Ansiedad presente y pasada

Las tensiones acumuladas pueden hacer que cualquiera actúe de manera desagradable. Morder puede suceder por muchas razones diferentes. Es posible que se sientan excluidos debido a su nuevo hermano o hermana, que hayan visto un comportamiento similar en la televisión o que otro niño reaccione de esta manera. Otra razón puede ser el comienzo de algo nuevo en sus vidas, como empezar con el jardín de infantes, o un cambio de maestros.

Pero los padres necesitan entender que no es su culpa, ni tampoco la de los niños pequeños. Muchos problemas pueden ser resueltos y esto no significa que el niño sea una mala persona, o que usted sea un mal padre.

Formas productivas de liberar la ansiedad

La mordedura no es la respuesta a ninguna solución, y no hace que la tensión desaparezca, y el niño pequeño lo sabe. Usualmente se sienten mal después de hacerlo, y la culpa es un castigo en sí misma. No hay necesidad de gritar. La mejor manera de lidiar con situaciones como ésta es la comunicación. Siempre trate de discutirlo con el niño, mírelo a los ojos y asegúrese de explicarle la situación y decirle que usted también lo siente. Una vez que entiendan lo que usted está diciendo, comenzarán a reír o a llorar, lo cual es una señal de que la tensión ha desaparecido.

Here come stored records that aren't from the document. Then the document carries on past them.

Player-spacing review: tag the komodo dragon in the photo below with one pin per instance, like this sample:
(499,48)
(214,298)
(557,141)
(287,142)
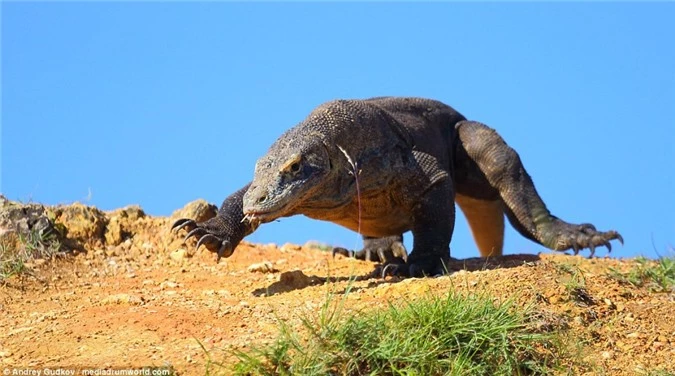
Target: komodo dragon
(384,166)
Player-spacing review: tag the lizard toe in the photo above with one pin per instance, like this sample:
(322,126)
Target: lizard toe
(186,223)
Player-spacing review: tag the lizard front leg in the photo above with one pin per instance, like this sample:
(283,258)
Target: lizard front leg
(433,222)
(222,233)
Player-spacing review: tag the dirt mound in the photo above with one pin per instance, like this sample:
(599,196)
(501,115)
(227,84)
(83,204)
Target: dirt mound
(134,295)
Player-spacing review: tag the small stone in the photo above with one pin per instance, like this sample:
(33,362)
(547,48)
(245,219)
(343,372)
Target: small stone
(263,267)
(122,299)
(179,255)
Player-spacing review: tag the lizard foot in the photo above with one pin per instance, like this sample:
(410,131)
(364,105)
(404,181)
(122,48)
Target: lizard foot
(384,250)
(578,237)
(421,268)
(207,232)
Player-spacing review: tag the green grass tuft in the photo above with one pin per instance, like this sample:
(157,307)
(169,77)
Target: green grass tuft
(658,276)
(455,335)
(32,246)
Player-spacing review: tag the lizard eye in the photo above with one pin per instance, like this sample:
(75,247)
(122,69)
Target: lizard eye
(293,165)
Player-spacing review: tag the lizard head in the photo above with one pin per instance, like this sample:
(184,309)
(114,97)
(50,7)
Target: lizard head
(285,177)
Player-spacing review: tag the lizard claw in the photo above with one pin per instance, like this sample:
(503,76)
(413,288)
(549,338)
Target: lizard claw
(225,250)
(182,223)
(578,237)
(208,239)
(192,233)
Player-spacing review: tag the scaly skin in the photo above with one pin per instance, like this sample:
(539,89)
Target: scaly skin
(384,166)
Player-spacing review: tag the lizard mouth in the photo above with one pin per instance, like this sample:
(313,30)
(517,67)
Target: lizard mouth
(260,216)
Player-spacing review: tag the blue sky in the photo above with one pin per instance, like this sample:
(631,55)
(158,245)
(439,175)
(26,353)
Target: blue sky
(161,103)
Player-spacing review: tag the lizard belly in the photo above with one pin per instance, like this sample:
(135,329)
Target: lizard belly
(377,214)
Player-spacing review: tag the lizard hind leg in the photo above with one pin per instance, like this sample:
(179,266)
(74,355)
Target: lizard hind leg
(487,168)
(486,220)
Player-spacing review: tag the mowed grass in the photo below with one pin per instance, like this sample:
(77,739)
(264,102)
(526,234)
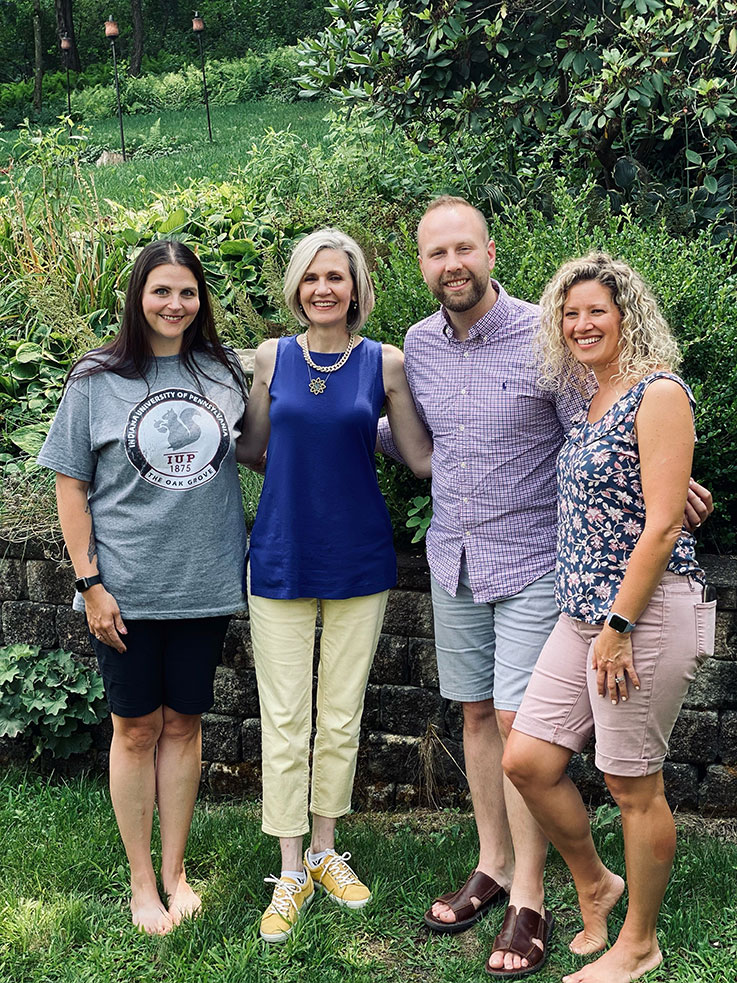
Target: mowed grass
(64,915)
(235,129)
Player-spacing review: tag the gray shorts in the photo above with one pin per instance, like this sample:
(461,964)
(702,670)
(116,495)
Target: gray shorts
(488,650)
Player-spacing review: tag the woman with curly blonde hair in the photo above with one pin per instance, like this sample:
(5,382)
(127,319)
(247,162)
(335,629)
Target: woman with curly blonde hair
(634,621)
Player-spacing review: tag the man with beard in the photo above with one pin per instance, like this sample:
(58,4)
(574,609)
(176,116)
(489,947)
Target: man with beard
(491,550)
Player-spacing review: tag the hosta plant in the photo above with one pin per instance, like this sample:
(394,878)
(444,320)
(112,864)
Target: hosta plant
(48,698)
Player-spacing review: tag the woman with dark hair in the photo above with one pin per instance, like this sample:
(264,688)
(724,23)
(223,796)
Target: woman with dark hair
(150,507)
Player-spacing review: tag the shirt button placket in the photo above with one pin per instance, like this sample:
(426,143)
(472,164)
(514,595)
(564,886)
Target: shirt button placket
(464,475)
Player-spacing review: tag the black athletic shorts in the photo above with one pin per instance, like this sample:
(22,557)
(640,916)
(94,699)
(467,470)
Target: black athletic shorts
(167,663)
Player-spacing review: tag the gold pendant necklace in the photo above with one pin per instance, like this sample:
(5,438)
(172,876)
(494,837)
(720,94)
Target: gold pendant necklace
(318,385)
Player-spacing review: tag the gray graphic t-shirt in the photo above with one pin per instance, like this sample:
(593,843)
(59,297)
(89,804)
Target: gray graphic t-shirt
(164,491)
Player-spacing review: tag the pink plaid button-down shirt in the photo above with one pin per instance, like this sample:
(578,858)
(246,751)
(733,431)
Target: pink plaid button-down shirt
(496,436)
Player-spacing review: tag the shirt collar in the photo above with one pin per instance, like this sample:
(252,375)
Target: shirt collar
(488,324)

Todo lo que se necesita para que su pequeño libere la ansiedad que siente, es que usted esté tranquilo y sea amable con ellos en todo momento. Tratar de conectarse con ellos hará que se sientan seguros en todo momento. Tal vez la razón de la fase de mordida es porque sólo quieren pasar más tiempo contigo.

Nunca usar castigos

Como dijimos antes, el niño pequeño no entiende bien sus sentimientos y las situaciones en las que se encuentra. Probablemente ya lloraron, tenían algún tipo de rabieta o cualquier otra forma de mostrarte que están molestos o que algo les está sucediendo. Por lo general, todo lo que necesitan es comprensión y apoyo para poder liberar estos sentimientos de una manera saludable. Cada niño detendrá este comportamiento tan pronto como los sentimientos de ansiedad desaparezcan y cuando tengan todo su apoyo. Castigarlos o avergonzarlos por su comportamiento sólo puede conducir a más malos resultados. Todos sabemos que la agresión suele ser una forma de liberar el miedo o la ansiedad que sienten las personas. Así que la próxima vez que su niño pequeño muerda, pruebe estos consejos.